野良着

某所から依頼を受けた、お祭りクイズの問題を考えるお仕事のために、府立図書館へ向かう。どんな本を借りたかは、クイズの対策を考えられるとまずいので秘密(笑)。

で、着物好きなので借りたこの本が、とても興味を引く。着付け教室などでは絶対に教えてくれない、働く着物の着こなしがこれでもか、とかかれているから。


野良着 (ものと人間の文化史)

野良着といえば、祭りの衣装とは対極を行くようなものと思われがちであるが、野良着が祭り衣装そのものになることもある。それが、「お田植え祭りの早乙女さん」である。

今では完全に祭り・神事のための衣装となっている、おなじみの絣の着物にたすき掛け姿という、田植え用の着物。着物が野良着であり普段着であった時代でも、田植え用の着物は、普段の野良着とは分けて考えていたそうだ。

この本によると、田植え用の着物は、新品の絣の着物か、もしくは(洗い張りなどで)洗い清めて綺麗なものを着用するという風習があったとか。早い話が一種の晴れ着である。綺麗な着物だと一見、作業効率が落ちそうなものだが、一種の神事だから、晴れ着を着ると田の神様がお喜びになる、という思想だという。

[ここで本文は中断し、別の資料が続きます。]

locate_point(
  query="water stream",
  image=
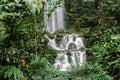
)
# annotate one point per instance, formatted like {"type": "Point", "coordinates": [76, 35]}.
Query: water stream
{"type": "Point", "coordinates": [71, 49]}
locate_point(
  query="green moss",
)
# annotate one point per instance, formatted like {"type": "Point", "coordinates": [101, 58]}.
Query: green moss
{"type": "Point", "coordinates": [46, 32]}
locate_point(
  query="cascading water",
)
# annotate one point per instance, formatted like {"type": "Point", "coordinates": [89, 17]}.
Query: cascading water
{"type": "Point", "coordinates": [70, 50]}
{"type": "Point", "coordinates": [56, 21]}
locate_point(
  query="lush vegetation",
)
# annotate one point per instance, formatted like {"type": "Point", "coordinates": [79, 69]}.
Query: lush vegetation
{"type": "Point", "coordinates": [24, 54]}
{"type": "Point", "coordinates": [98, 22]}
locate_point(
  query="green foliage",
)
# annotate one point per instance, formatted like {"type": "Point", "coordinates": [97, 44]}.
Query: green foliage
{"type": "Point", "coordinates": [98, 22]}
{"type": "Point", "coordinates": [11, 72]}
{"type": "Point", "coordinates": [108, 51]}
{"type": "Point", "coordinates": [89, 71]}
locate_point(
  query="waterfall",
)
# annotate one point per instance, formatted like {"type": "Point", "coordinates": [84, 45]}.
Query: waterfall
{"type": "Point", "coordinates": [56, 21]}
{"type": "Point", "coordinates": [71, 49]}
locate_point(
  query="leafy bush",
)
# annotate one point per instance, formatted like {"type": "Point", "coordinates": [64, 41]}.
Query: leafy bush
{"type": "Point", "coordinates": [89, 71]}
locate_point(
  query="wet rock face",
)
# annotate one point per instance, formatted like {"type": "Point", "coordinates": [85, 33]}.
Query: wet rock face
{"type": "Point", "coordinates": [71, 51]}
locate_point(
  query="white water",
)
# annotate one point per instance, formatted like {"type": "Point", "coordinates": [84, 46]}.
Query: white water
{"type": "Point", "coordinates": [70, 50]}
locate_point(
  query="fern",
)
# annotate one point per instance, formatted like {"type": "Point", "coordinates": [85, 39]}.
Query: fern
{"type": "Point", "coordinates": [11, 73]}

悲惨なのは、水中に転んでしまったとき。「泥田で行水」といって笑い事で済まし、泥でずぶ濡れになった着物は着替えず、そのまま田植えを続けなければならなかった。田植えはみんなで一斉にやらないといけないので、着替えている暇などないのだ。
田植えは独身女性にとって、嫁の品定めの場でもあったわけで、泥だらけになった着物姿は最大に恥ずかしいに違いない。でも周りで見ている人は笑えるだろうなあ。